Musings from a simple girl, in a maddening world:
It hurts! It truly hurts when you know that others are speaking ill of you. And you try to not beat yourself up because you know that what others say shouldn’t matter, but for some reason, on this particular day, it does. And it hurts to know that by being myself and just being by myself, is a threat to others. And it sucks that people want you to go along and behave in a way that suits them, even though they would never do the same for you.
It feels as if I’m getting pelted from all sides. Everywhere I go people seem to have a problem with me, when I’m just being me, standing in my truth and being okay with walking alone. For some reason, I keep coming across people who try to dim my light. Instead of asking me how I shine my light so brightly, they try to dim it. And it really hurts because we all could be secure within and walking in our own lights together, side by side.

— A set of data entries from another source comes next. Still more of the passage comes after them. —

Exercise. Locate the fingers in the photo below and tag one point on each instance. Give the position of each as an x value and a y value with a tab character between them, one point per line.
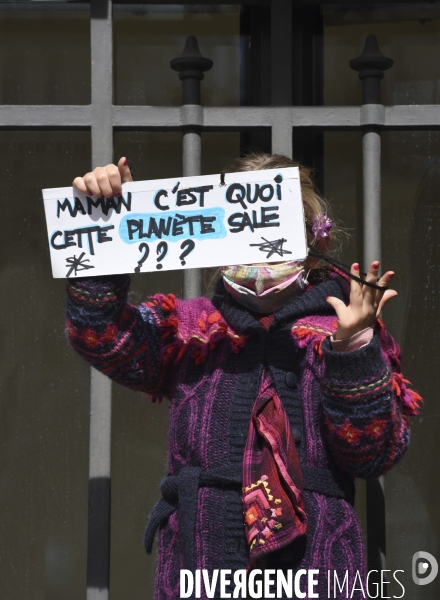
371	295
355	286
124	170
80	185
387	296
104	181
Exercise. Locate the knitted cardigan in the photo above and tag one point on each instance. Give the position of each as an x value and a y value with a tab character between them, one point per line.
348	412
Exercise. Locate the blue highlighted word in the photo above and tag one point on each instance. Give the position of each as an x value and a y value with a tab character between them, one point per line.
173	226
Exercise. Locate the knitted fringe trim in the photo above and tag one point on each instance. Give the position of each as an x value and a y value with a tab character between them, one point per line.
211	330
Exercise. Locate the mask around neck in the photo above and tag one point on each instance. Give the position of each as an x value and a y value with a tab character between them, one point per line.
264	288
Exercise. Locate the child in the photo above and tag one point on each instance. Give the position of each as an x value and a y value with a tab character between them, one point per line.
283	388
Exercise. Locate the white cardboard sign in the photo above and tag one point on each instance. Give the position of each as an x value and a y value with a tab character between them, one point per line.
187	222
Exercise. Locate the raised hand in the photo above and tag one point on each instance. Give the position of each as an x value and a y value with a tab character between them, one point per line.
105	181
365	303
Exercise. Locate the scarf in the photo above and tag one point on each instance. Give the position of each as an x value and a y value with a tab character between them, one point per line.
264	288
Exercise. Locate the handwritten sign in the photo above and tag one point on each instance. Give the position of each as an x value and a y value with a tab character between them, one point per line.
206	221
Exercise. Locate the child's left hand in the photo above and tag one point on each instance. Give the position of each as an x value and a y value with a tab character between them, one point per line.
365	304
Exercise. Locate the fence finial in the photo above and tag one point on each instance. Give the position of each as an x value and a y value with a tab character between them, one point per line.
371	64
191	64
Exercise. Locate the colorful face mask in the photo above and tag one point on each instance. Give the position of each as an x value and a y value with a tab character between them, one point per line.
264	288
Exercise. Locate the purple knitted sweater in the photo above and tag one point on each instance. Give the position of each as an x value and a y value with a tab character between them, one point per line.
348	412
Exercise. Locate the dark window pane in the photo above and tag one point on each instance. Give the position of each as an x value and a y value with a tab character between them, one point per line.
44	385
407	33
147	39
44	56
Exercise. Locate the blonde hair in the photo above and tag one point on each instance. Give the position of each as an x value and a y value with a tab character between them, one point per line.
314	203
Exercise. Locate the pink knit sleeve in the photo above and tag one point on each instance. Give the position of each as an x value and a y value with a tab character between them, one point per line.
356	341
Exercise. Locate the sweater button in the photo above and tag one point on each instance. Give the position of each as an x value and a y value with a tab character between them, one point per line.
297	436
291	380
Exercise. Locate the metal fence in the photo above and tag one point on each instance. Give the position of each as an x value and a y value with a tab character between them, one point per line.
102	116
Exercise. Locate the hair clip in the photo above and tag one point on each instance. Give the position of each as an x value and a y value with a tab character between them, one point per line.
321	226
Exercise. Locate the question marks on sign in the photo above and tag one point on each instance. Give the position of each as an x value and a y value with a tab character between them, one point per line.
187	246
146	249
161	251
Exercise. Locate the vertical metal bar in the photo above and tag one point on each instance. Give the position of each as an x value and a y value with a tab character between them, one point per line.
281	52
282	131
98	556
281	75
371	153
191	65
192	155
371	64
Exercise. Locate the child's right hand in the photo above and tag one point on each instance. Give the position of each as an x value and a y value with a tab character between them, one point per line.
105	181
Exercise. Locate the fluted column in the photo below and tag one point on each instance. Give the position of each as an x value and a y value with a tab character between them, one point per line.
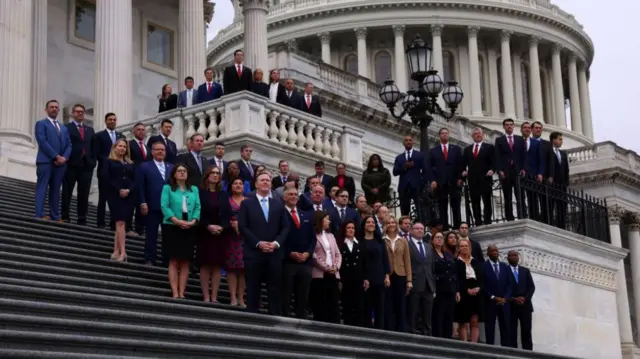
325	42
622	297
39	66
474	71
16	28
361	35
113	84
400	59
585	102
536	108
255	33
574	95
558	90
507	74
192	59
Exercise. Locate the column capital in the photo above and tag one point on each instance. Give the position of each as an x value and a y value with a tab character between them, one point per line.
361	33
398	30
325	37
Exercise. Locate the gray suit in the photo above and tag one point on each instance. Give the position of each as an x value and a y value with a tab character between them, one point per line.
424	287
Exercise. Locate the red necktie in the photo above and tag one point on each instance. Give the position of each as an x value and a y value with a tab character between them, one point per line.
295	218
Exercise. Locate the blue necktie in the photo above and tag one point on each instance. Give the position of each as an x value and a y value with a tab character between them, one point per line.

And for some reason, the world doesn’t want you to be in love with yourself. It’s the craziest thing! And honestly, I think the problem is that others are seeking validation from me. They want my attention and my acceptance, but it should not be about me or whether or not I accept them. Who am I to validate anyone? Why do we look for validation from others, myself included? It’s just a cycle that continues until someone gets the courage to change it. And that person is me.
Feeling beaten down and broken because someone is disingenuous towards me or lies on me, or mentions me in a not so great light, is not who I am, who I was meant to be, nor who I will ever be. I choose to be loving, first and foremost, to myself, but also loving to the person that isn’t so loving to me. I choose to always walk in divine light and divine love because to walk in anything else is not the amazing, spiritual being that I am.
And I hope these words and this message will touch others and help them to continue standing tall and loving themselves unconditionally. We just have to never give up. Even though the world may try to beat us down, we can’t let it and I honestly believe we won’t!